Wed, Mar 16, 2016 - Page 12 News List

Man on a mission

In his first interview with Taiwanese media, Briton Lee Chapman explains how a humiliating public apology prompted him to campaign for the UK government to recognize Taiwan as an independent country and how he hopes to get the issue debated in the British parliament

By Tony Phillips  /  Contributing reporter, in London

Lee Chapman and his wife Naomi Li are pictured at Taipei 101 last July.

Photo courtesy of Lee Chapman

Not many people can travel halfway around the world and be recognized on the street by complete strangers but this was the surreal experience Briton Lee Chapman had on a recent trip to Taiwan.

Chapman owed his pseudo-celebrity to the petition that he initiated in January on the UK Parliament’s e-petition Web site calling on his government to recognize Taiwan as an independent country.

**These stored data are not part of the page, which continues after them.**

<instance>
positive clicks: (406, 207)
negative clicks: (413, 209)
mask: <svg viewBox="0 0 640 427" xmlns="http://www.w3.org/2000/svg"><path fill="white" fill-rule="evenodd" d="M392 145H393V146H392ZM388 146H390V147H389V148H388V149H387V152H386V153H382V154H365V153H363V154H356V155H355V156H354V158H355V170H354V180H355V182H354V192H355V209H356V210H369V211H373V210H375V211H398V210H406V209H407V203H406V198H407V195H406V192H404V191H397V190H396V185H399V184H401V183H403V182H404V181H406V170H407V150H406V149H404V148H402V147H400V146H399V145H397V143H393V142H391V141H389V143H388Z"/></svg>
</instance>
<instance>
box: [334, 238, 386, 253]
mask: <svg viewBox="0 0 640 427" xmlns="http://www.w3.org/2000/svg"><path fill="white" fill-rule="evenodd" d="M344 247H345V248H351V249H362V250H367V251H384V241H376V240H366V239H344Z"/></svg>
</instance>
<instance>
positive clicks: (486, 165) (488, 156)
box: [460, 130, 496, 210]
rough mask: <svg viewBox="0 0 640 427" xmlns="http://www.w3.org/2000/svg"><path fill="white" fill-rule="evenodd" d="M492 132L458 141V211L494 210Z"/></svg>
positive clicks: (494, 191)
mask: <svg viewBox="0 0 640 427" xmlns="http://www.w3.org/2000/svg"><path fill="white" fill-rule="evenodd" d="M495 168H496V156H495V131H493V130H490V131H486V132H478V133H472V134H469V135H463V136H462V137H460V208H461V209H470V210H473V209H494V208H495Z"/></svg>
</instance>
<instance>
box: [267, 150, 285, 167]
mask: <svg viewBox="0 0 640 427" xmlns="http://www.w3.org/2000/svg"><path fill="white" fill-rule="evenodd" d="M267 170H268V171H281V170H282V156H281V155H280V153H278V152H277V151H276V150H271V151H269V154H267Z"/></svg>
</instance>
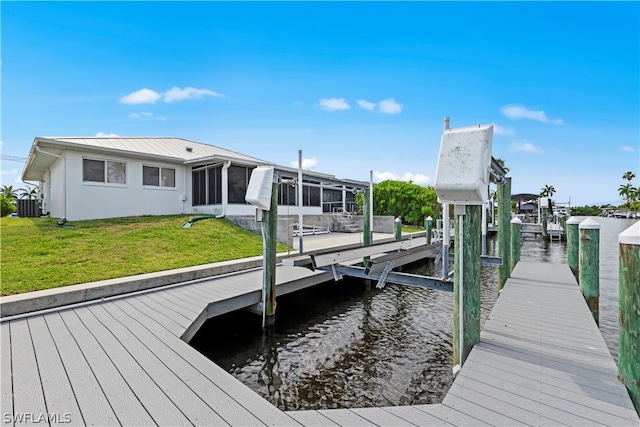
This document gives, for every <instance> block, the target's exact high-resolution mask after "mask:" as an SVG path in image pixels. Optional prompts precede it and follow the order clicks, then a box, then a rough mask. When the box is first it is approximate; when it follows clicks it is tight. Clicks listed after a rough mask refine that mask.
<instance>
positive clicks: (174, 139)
mask: <svg viewBox="0 0 640 427" xmlns="http://www.w3.org/2000/svg"><path fill="white" fill-rule="evenodd" d="M65 150H75V151H82V152H88V153H103V154H113V155H124V156H127V157H135V158H144V159H155V160H157V161H165V162H172V163H179V164H197V163H206V162H216V161H224V160H231V161H232V162H233V163H236V164H244V165H256V166H259V165H265V166H274V167H276V169H278V170H282V171H287V172H294V171H295V172H297V169H293V168H289V167H286V166H279V165H276V164H275V163H272V162H268V161H266V160H262V159H258V158H256V157H252V156H247V155H245V154H241V153H238V152H235V151H232V150H228V149H226V148H221V147H217V146H215V145H209V144H203V143H201V142H195V141H190V140H187V139H183V138H175V137H119V136H118V137H66V136H65V137H36V138H35V139H34V140H33V145H32V146H31V150H30V152H29V157H28V159H27V162H26V163H25V166H24V170H23V172H22V180H24V181H38V180H40V178H41V177H42V176H43V175H44V173H45V172H46V170H47V169H48V168H50V167H51V165H52V164H53V163H54V162H55V161H56V159H57V157H58V156H60V155H61V154H62V152H63V151H65ZM304 175H305V176H306V177H316V178H318V179H321V180H328V181H334V182H340V183H344V184H359V185H363V184H364V185H368V184H367V183H365V182H362V181H353V180H342V179H337V178H335V176H333V175H329V174H323V173H319V172H312V171H308V170H305V171H304Z"/></svg>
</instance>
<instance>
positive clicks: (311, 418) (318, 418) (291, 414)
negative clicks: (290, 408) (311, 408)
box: [287, 410, 339, 427]
mask: <svg viewBox="0 0 640 427" xmlns="http://www.w3.org/2000/svg"><path fill="white" fill-rule="evenodd" d="M287 415H289V416H290V417H291V418H293V419H294V420H296V421H297V422H299V423H300V424H302V425H303V426H307V427H325V426H337V425H339V424H336V423H334V422H333V421H331V420H330V419H329V418H327V417H325V416H324V415H322V414H321V413H319V412H318V411H315V410H309V411H289V412H287Z"/></svg>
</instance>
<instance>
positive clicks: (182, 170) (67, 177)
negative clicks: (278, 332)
mask: <svg viewBox="0 0 640 427" xmlns="http://www.w3.org/2000/svg"><path fill="white" fill-rule="evenodd" d="M62 156H63V158H64V160H63V159H58V160H56V162H55V163H54V164H53V165H52V166H51V168H50V169H49V170H48V172H47V173H46V174H45V175H44V176H43V177H42V180H43V195H44V198H43V209H44V212H48V213H49V215H50V216H51V217H52V218H62V217H66V218H67V220H68V221H80V220H87V219H100V218H117V217H126V216H140V215H177V214H183V213H184V214H197V215H202V214H210V215H220V214H222V213H223V206H222V205H208V206H192V205H191V200H192V197H191V195H192V182H191V166H184V165H182V164H171V163H163V162H156V161H144V160H141V159H130V158H125V157H117V156H113V155H104V154H85V153H82V152H77V151H66V152H64V153H63V154H62ZM83 158H89V159H94V160H113V161H118V162H124V163H125V164H126V166H125V167H126V183H125V184H109V183H100V182H83V180H82V160H83ZM65 163H66V165H65ZM143 165H148V166H157V167H167V168H173V169H175V171H176V186H175V188H167V187H149V186H143V185H142V167H143ZM65 170H66V180H65ZM225 175H226V174H225ZM223 185H225V186H226V185H227V183H226V182H225V183H224V184H223ZM183 199H184V200H183ZM65 204H66V209H65ZM302 210H303V215H322V206H304V207H303V209H302ZM224 214H225V215H230V216H253V215H255V207H254V206H251V205H249V204H230V205H227V207H226V209H225V210H224ZM278 214H279V215H297V214H298V207H297V206H278Z"/></svg>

It has already garnered more than 20,000 signatures, as well as generating widespread interest in Taiwan in both the media and online.

The 28-year-old, who is married to Naomi Li, a Taiwanese, was amazed to discover that the petition had made the headlines in his wife’s homeland and was a hot topic for social networking groups.

In the UK, apart from an interview with his local newspaper, life went on as usual for Chapman, who lives in London and works for an airline.

“For me it was a bit of a shock … It’s quite normal to start a petition in the UK, so it was quite funny how it developed in Taiwan and how it was covered there,” he says.

Having long been sympathetic to the idea of Taiwanese independence, Chapman felt obliged to take action after 16-year-old Taiwanese Chou Tzu-yu (周子瑜), of the South Korean pop group TWICE, apologized in January for displaying a Republic of China (ROC) flag on a variety show.

“To say to people … that they can’t express who they are, I think it’s just a little bit too much,” Chapman says.

Within days Chapman’s petition had thousands of signatures and soon the 10,000 threshold, at which the UK government is obliged to offer a response, was reached.

In stark contrast, a counter-petition called “Always Oppose Taiwan Independence,” initiated on Feb. 1 on the same government Web site, had received nine signatures by early March.

Only British citizens and UK residents can create or sign a petition.

The UK government’s response to Chapman’s petition reiterated that it did not recognize Taiwan as a nation:

“The 1972 Joint Communique between the United Kingdom and China set out that: ‘The UK acknowledges the Chinese position that Taiwan is a province of the People’s Republic of China and recognizes the People’s Republic of China as the sole legal government of China.’”

“The United Kingdom believes that the Taiwan issue should be resolved through dialogue, in line with the views of the people on both sides of the Taiwan Strait.”

It added: “The United Kingdom and Taiwan have a strong but unofficial relationship, based on dynamic commercial, educational and cultural ties and facilitated by The British Office, Taipei, and the Taipei Representative Office in London.”

Chapman says he wasn’t surprised by the response. “Obviously they have to be quite careful in the way that they try to show how important Taiwan is to the UK and vice versa. I think it’s quite good that they’ve kind of said, ‘Look we have an unofficial relationship but we do have a really good relationship with Taiwan.’”

Chapman’s next target is 100,000 signatures, the threshold at which the petition may be considered for parliamentary debate. The deadline is July 18, six months after the initiation of the petition.